Dominique de Villepin, présenté pour des questions de stricte rivalité personnelle comme un "opposant" à Nicolas Sarkozy n'en est en réalité à bien des égards que le précurseur. En matière de méconnaissances économiques et sociales par exemple. On nous expliquait alors que le meilleur moyen de lutter contre le chômage était de flexibiliser et encore flexibiliser sans cesse le marché du travail, afin de le rendre favorable aux patrons et ceci au détriment évidemment du salarié.
 

CPE---PS.JPGLe CNE - Contrat Nouvelle Embauche - (promulgué par ordonnance en août 2005) allait même jusqu'à proposer pour les entreprises de moins de 20 salariés (soit plus de 95% des entreprises françaises) que les patrons puissent se séparer pendant deux ans (période dite de "consolidation"), et ceci sans aucun motif, de l'un de leurs salariés. Les conditions de licenciement (préavis et autres modalités) étaient simplifiés à tel point que le salarié était littéralement "jetable" du jour au lendemain. Par ailleurs, l'indemnité obtenue par le salarié en cas de rupture de contrat était même inférieure à celle que celui-ci percevait s'il était embauché en tant qu'intérimaire. Contrairement à la fantasmagorie créée lors de la campagne, la droite "décomplexée" a déjà pleinement et entièrement montré son visage à cette occasion.
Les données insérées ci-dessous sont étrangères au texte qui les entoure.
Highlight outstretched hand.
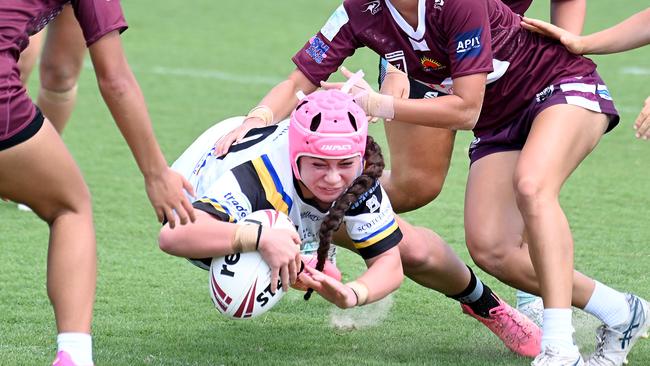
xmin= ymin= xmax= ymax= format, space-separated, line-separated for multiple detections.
xmin=258 ymin=228 xmax=301 ymax=293
xmin=145 ymin=168 xmax=196 ymax=229
xmin=320 ymin=66 xmax=395 ymax=122
xmin=634 ymin=97 xmax=650 ymax=140
xmin=214 ymin=117 xmax=266 ymax=157
xmin=521 ymin=17 xmax=585 ymax=55
xmin=298 ymin=266 xmax=357 ymax=309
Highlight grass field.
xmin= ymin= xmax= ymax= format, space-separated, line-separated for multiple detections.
xmin=0 ymin=0 xmax=650 ymax=366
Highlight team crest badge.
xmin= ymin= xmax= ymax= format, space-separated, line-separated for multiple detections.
xmin=363 ymin=0 xmax=381 ymax=15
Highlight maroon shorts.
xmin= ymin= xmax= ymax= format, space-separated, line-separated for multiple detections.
xmin=469 ymin=71 xmax=619 ymax=163
xmin=0 ymin=53 xmax=38 ymax=149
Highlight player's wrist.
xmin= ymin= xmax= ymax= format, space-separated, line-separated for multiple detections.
xmin=244 ymin=105 xmax=273 ymax=126
xmin=367 ymin=92 xmax=395 ymax=119
xmin=231 ymin=224 xmax=262 ymax=253
xmin=345 ymin=281 xmax=369 ymax=306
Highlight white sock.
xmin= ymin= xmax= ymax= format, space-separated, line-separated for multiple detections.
xmin=56 ymin=333 xmax=93 ymax=366
xmin=542 ymin=308 xmax=578 ymax=352
xmin=584 ymin=281 xmax=630 ymax=327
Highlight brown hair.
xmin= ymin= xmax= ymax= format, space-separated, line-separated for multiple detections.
xmin=305 ymin=136 xmax=386 ymax=300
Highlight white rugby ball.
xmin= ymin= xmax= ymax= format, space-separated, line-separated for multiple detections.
xmin=210 ymin=210 xmax=295 ymax=319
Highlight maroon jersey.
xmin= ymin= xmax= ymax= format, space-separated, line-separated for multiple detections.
xmin=501 ymin=0 xmax=533 ymax=15
xmin=0 ymin=0 xmax=127 ymax=140
xmin=293 ymin=0 xmax=596 ymax=135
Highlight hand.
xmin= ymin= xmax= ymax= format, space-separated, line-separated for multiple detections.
xmin=144 ymin=168 xmax=196 ymax=229
xmin=320 ymin=67 xmax=395 ymax=122
xmin=214 ymin=117 xmax=266 ymax=157
xmin=257 ymin=227 xmax=300 ymax=293
xmin=298 ymin=266 xmax=357 ymax=309
xmin=521 ymin=17 xmax=585 ymax=55
xmin=634 ymin=97 xmax=650 ymax=140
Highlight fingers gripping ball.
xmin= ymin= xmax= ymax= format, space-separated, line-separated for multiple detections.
xmin=210 ymin=210 xmax=295 ymax=319
xmin=291 ymin=255 xmax=342 ymax=291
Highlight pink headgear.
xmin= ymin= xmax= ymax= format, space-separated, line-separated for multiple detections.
xmin=289 ymin=89 xmax=368 ymax=179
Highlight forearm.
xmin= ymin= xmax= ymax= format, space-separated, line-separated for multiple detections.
xmin=583 ymin=8 xmax=650 ymax=54
xmin=158 ymin=210 xmax=239 ymax=258
xmin=551 ymin=0 xmax=587 ymax=34
xmin=355 ymin=247 xmax=404 ymax=304
xmin=387 ymin=95 xmax=481 ymax=130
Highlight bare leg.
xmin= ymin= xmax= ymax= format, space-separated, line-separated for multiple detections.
xmin=514 ymin=104 xmax=607 ymax=308
xmin=18 ymin=30 xmax=45 ymax=88
xmin=36 ymin=5 xmax=86 ymax=133
xmin=381 ymin=68 xmax=456 ymax=213
xmin=0 ymin=120 xmax=96 ymax=333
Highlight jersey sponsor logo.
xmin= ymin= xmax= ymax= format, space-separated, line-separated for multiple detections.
xmin=596 ymin=84 xmax=612 ymax=100
xmin=535 ymin=85 xmax=553 ymax=103
xmin=422 ymin=91 xmax=440 ymax=99
xmin=223 ymin=192 xmax=248 ymax=218
xmin=300 ymin=211 xmax=321 ymax=222
xmin=357 ymin=211 xmax=388 ymax=233
xmin=362 ymin=0 xmax=381 ymax=15
xmin=349 ymin=179 xmax=379 ymax=211
xmin=319 ymin=1 xmax=350 ymax=41
xmin=420 ymin=56 xmax=445 ymax=72
xmin=455 ymin=28 xmax=483 ymax=60
xmin=305 ymin=36 xmax=330 ymax=64
xmin=384 ymin=50 xmax=408 ymax=74
xmin=366 ymin=194 xmax=381 ymax=213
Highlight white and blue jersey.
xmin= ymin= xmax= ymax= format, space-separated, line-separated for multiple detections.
xmin=172 ymin=117 xmax=402 ymax=259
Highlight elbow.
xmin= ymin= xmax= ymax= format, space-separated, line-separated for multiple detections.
xmin=158 ymin=225 xmax=182 ymax=255
xmin=458 ymin=105 xmax=481 ymax=131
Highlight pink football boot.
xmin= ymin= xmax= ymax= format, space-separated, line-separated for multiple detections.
xmin=461 ymin=297 xmax=542 ymax=357
xmin=52 ymin=351 xmax=92 ymax=366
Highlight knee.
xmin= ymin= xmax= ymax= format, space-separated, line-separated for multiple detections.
xmin=382 ymin=170 xmax=445 ymax=213
xmin=399 ymin=227 xmax=445 ymax=273
xmin=514 ymin=176 xmax=557 ymax=214
xmin=40 ymin=59 xmax=80 ymax=92
xmin=466 ymin=231 xmax=522 ymax=279
xmin=158 ymin=225 xmax=178 ymax=254
xmin=39 ymin=184 xmax=92 ymax=226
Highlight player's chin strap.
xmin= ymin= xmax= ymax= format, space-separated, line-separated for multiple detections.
xmin=341 ymin=70 xmax=368 ymax=98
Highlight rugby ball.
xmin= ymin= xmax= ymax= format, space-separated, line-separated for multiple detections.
xmin=210 ymin=210 xmax=295 ymax=319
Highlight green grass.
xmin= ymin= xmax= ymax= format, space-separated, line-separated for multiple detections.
xmin=0 ymin=0 xmax=650 ymax=365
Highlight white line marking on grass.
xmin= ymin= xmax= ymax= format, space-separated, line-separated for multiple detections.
xmin=84 ymin=61 xmax=284 ymax=86
xmin=621 ymin=66 xmax=650 ymax=75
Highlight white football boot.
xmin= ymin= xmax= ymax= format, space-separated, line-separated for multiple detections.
xmin=530 ymin=346 xmax=585 ymax=366
xmin=586 ymin=294 xmax=650 ymax=366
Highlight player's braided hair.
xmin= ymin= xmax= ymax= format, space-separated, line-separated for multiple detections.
xmin=305 ymin=136 xmax=386 ymax=300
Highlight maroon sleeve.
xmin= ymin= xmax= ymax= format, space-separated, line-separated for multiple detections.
xmin=292 ymin=4 xmax=362 ymax=85
xmin=442 ymin=0 xmax=493 ymax=78
xmin=72 ymin=0 xmax=128 ymax=47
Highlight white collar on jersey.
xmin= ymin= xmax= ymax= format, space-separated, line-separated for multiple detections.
xmin=386 ymin=0 xmax=427 ymax=41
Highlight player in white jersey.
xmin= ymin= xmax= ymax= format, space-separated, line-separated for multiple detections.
xmin=159 ymin=90 xmax=540 ymax=356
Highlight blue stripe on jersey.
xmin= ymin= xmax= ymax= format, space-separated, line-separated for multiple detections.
xmin=261 ymin=154 xmax=293 ymax=210
xmin=354 ymin=219 xmax=399 ymax=249
xmin=251 ymin=154 xmax=293 ymax=214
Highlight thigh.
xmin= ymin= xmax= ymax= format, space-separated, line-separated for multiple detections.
xmin=384 ymin=121 xmax=456 ymax=177
xmin=41 ymin=6 xmax=86 ymax=88
xmin=465 ymin=151 xmax=524 ymax=252
xmin=0 ymin=120 xmax=90 ymax=222
xmin=515 ymin=104 xmax=609 ymax=193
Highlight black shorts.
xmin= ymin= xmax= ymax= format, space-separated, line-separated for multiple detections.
xmin=0 ymin=107 xmax=45 ymax=151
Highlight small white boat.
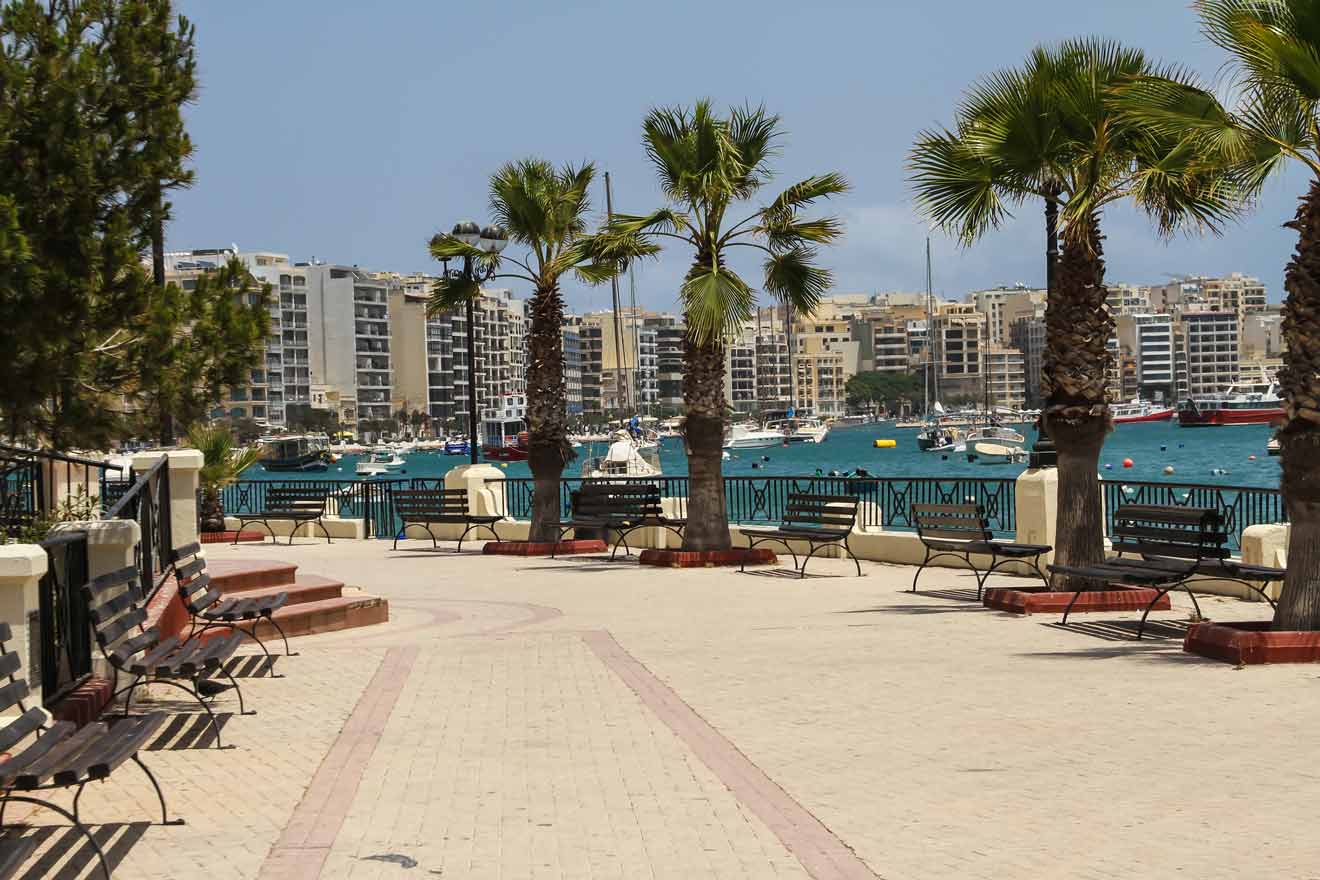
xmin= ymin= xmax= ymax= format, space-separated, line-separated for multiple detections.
xmin=723 ymin=422 xmax=784 ymax=449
Tellement content de sa magnifique trouvaille, le gouvernement de l'époque avait même décidé d'étendre ce dispositif aux jeunes. Le CPE (Contrat Première Embauche), réservé aux jeunes était créé et en termes de modalités une copie conforme du CNE. La mobilisation des parlementaires socialistes et plus largement de la population française a permis de faire reculer le gouvernement qui essayait pourtant de passer en force (recours au 49-3…). Pourtant, que ne nous a-t-on pas expliqué à l’époque ! Que la France devrait au moins l’ « expérimenter », qu’elle était le dernier « bastion soviétique sur Terre », qu’il fallait de toutes façons « casser le Code du travail » (Christine Lagarde) et surtout, argument censé « imparable » de l’UMPiste de base, que « tous les pays l’ont fait sauf nous ».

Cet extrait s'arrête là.